Au marché aux puces près du casino à Hollywood, on l'appelle la fourmi atomique. Luc, Luc Bolduc, ben oui ça rime en crime, est coquet et refuse de dire son âge mais on le devine dans la jeune cinquantaine. Il a le teint de ceux qui vivent dans le sud: pas trop bronzé, juste un peu doré. Surtout, il arbore le sourire de celui dont la parka n'est qu'un lointain souvenir. Son boss, Michel, vient de Newport en Gaspésie. Lui, Luc, de Val-d'Or en Abitibi... Ils vendent des légumes au marché à d'autres exilés du froid qui se sont installés dans ce ghetto floridien où l'on mange de la poutine et où l'on discute de l'unilinguisme du nouvel entraîneur du Canadien.

«J'ai travaillé dans les mines pendant dix ans. Ici, c'est pas mal moins payant, mais je suis pas mal plus en santé. À la fin en Abitibi, j'avais peur de crever. Ici, je suis heureux, y fa beau!», me raconte-t-il en vendant des fraises à Monique et Danielle.

Photo: Joe Raedle, Getty Images(Photo: Joe Raedle, Getty Images)

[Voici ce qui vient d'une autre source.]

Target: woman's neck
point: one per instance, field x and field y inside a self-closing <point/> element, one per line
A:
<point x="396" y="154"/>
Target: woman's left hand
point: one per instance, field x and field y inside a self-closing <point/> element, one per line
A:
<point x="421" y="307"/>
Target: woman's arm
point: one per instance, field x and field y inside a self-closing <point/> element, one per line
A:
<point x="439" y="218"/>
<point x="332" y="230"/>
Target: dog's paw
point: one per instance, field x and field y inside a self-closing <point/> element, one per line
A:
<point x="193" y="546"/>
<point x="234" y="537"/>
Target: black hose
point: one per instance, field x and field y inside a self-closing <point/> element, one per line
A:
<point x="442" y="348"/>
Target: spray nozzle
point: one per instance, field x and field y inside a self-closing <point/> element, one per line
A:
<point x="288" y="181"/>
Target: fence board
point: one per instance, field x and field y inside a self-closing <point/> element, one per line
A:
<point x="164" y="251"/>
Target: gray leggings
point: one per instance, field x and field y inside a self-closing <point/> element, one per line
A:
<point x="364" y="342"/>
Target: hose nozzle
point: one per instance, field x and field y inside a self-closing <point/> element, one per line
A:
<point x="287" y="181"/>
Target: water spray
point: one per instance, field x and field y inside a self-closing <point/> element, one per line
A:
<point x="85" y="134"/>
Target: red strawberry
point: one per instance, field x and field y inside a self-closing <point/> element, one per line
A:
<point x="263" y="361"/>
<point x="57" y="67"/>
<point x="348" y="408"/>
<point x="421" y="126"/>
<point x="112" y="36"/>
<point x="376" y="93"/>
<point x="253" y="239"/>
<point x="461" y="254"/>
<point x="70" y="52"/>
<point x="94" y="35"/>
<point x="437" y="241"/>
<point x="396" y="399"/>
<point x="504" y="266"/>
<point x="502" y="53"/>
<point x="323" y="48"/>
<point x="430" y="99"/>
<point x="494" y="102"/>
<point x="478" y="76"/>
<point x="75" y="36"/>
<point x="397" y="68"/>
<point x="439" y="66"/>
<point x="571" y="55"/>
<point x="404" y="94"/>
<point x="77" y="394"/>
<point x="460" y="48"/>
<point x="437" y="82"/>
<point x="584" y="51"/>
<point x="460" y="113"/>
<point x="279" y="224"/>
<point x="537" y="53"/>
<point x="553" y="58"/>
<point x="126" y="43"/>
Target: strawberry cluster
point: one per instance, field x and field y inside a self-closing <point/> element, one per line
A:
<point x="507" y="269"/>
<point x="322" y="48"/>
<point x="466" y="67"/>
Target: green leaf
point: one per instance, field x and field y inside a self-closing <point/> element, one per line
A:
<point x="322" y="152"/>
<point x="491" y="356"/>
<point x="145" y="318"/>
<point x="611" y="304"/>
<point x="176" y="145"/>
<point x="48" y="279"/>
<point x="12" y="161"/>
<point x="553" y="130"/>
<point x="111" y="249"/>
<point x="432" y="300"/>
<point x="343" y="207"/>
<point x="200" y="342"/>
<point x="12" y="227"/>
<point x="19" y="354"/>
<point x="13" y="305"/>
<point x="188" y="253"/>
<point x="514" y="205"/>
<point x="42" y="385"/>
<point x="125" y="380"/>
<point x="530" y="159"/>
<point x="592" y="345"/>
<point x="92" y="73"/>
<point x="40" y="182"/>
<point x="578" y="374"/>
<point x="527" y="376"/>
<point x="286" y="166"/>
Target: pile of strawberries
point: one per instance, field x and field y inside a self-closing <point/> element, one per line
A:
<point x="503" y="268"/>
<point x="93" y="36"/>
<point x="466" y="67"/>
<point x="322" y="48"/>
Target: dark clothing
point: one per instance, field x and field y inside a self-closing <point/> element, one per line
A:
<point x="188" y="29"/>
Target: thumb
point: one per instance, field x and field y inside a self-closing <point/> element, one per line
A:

En me promenant dans ce souk où le marchand de livres tient l'œuvre complète de Marie Laberge, où Francine vend des montres et Nicole des colliers avec la lune dessus, et où le drapeau du Québec flotte sur la montagne de cochonneries à vendre et ses ouailles contentes d'être loin de la difficulté de vivre le froid, je me suis prise d'une immense bouffée de tendresse pour mes compatriotes. Ici, il y a toutes les classes sociales. J'ai même croisé deux vedettes du petit écran québécois. Je ne vous dirai pas qui, mais ce n'était pas n'importe quoi. Ici, tout le monde a ceci en commun de venir d'un pays dur, le nôtre.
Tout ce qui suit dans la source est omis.